Ülkeler göre farklılık göstermekle birlikte, 2019 yılında gerçekleştirilen PCT başvurularının tamamı dikkate alındığında, kadın buluşçuların toplam buluşçu sayısı içerisindeki oranında, Çin, % 32,4 ile ilk sırada yer alıyor. İkinci sırada yüzde % 27,3 ile Güney Kore, yüzde % 19,9 ile Avusturalya üçüncü sırada yer alıyor. Türkiye ise % 19,3 kadın buluşçu oranı ile dördüncü sırada yer almaktadır. Bununla birlikte, başvurular tek tek değerlendirildiğinde, buluşçular arasında en az bir kadın buluşçunun bulunduğu başvurularda ise, Çin %55,2 oranla yine ilk sırada yer alırken, Türkiye %30,6 oran ile sekizinci sırada yer alıyor.
Son yıllarda dünyada kadınların buluş yaptığı alanlara baktığımızda ise, ilk sırada Biyoteknoloji, ikinci sırada Eczacılık, üçüncü sırada ise Gıda Kimyası yer alıyor.
Kadın buluşçu sayılarının artması,
Kadınların başvuru oranlarında ilerleme kaydedilmiş olsa da, bu artış aynı oranda devam ederse 2070 yılına kadar başvurularda cinsiyet eşitliğine ulaşılması çok kolay görünmüyor.
Araştırmacılar, aradaki farkın; kadınların bilim, teknoloji, mühendislik ve matematik (STEM) alanlarında kariyer yapmadıklarından kaynaklandığını söylüyor. Bunun da en büyük nedeni bu alandan mezun olan kadın sayısının az olması.
Bu konuda Türkiye, Avrupa’daki ülkelerden oldukça avantajlı durumda. Teknoloji kariyer platformu Honeypot’un, teknoloji sektöründe kadın istihdamına yönelik yayınladığı araştırma raporunda Türkiye, STEM bölümlerinden mezun olan kız öğrenci oranının en yüksek olduğu ülke olarak görünüyor. Türkiye’de STEM mezunlarının yüzde 37.11’ini kız öğrenciler oluşturuyor. Bu da Türkiye’de yakın gelecekte gerçekleştirilen patent başvurularında kadınların sayılarının artacağını gösteriyor.

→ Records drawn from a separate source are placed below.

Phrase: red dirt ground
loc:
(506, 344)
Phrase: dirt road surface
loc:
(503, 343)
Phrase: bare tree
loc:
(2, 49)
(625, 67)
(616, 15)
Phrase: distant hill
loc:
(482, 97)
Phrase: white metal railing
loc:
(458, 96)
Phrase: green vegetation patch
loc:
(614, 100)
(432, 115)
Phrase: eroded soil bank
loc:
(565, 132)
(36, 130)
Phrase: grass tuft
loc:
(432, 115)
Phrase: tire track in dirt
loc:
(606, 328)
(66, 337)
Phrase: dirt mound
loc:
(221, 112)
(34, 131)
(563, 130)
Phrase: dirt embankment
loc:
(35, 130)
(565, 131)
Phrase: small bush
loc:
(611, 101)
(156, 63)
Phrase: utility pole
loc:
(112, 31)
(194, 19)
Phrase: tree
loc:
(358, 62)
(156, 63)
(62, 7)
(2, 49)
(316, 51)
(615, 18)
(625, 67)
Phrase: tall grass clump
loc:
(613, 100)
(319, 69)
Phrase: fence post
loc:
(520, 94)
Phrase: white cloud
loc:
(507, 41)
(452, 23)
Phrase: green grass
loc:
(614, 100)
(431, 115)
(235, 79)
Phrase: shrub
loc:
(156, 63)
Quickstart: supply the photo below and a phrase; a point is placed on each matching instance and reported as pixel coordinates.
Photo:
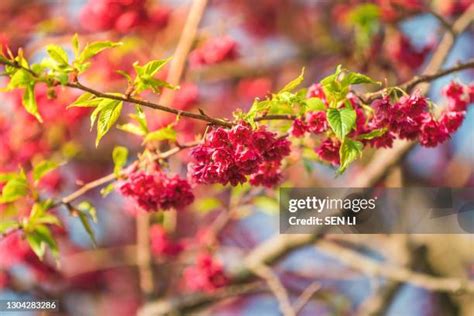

38 yıldır tüm dünyada Sınai Haklar alanında hizmet veren Destek Patent Yönetim Kurulu Başkanı Kemal Yamankaradeniz; “Patent’in ülke ekonomisine sağladığı katma değeri göz önünde bulundurursak, Türk bilim insanlarının yaptığı buluşların korunması Ar-Ge çalışmalarının patentlenmesi büyük önem taşıyor. 1983 yılından bu yana bilim insanlarımızın kazandırdığı buluşları çok önemsiyor ve diğer bilim insanlarımızı da bu noktada teşvik etmeyi arzu ediyoruz. Birçok kadın buluşçumuzun, hem yurtiçi hem yurtdışında patent tescil süreçlerini yürütmek bizi çok gururlandırıyor. Kız çocuklarımızı bilim, teknoloji, mühendislik ve matematik alanlarında eğitim almaları ve bu alanda kariyer yapmalarının kadın buluşçu sayımızı çok daha ileri seviyelere taşıyacağına inanıyoruz.” dedi.
Yamankaradeniz, son yıllarda Destek Patent tarafından patent tescil süreçleri gerçekleştirilen ve patentleri ticarileşen kadın girişimcilere dikkat çekti.
BEE’O Propolis’in Uluslararası Yolculuğu..
BEE’O Propolis; Gıda Yüksek Mühendisi Propolis Uzmanı Aslı Elif Tanuğur Samancı, Ziraat Yüksek Mühendisi Arıcılık Uzmanı Taylan Samancı ve İstanbul Teknik Üniversitesi Gıda Mühendisliği bölümünde öğretim üyesi Prof. Dr. Dilek Boyacıoğlu tarafından, 2013 yılında İstanbul Teknik Üniversitesi ARI Teknokent’te kurulmuştur. Türkiye’de daha önce üretilmeyen propolisi, yine Türkiye’de bir ilk olan “Sözleşmeli Arıcılık” modeli ile üretmek adına yola çıkmışlardır. Oğlunun bağışıklık sorunu neticesinde bu işe baş koyan Aslı Elif Tanuğur Samancı, bu vesile ile ülkemize Çin’den ithal edilen propolisin yerli üretimine öncülük etmiştir. İTÜ ARI Teknokent’te geliştirdiği özütleme yöntemi ile Ar-Ge, inovasyon, girişimcilik ve ihracat alanlarında 16’sı uluslararası toplam 37 farklı ödüle layık görülmüştür. Arı ürünleri alanındaki uzmanlığı ile yurt içinde BEE’O ve BEE’O UP, yurt dışında ise BEE&YOU markasıyla, propolis, arı sütü, polen, arı ekmeği ve ham bal; ayrıca arı ürünleri içeren %100 doğal karışımlar, tabletler, damlalar, spreyler üretmektedir. Ürünlerini, Amerika, Güney Kore, Almanya, Hollanda, Belçika, Avusturya, İsveç, İngiltere, Fransa, Kıbrıs, Birleşik Arap Emirlikleri, Katar ve Suudi Arabistan’a ihraç etmekte ve Anadolu propolisini bir dünya markası yapma yolunda emin adımlarla ilerlemektedir. 5000 sözleşmeli arıcı, 500.000 arı kovanı, 6000 metrekarelik tesisi ve 200 kişilik uzman kadrosu ile Türkiye’nin en büyük propolis üreticisidir.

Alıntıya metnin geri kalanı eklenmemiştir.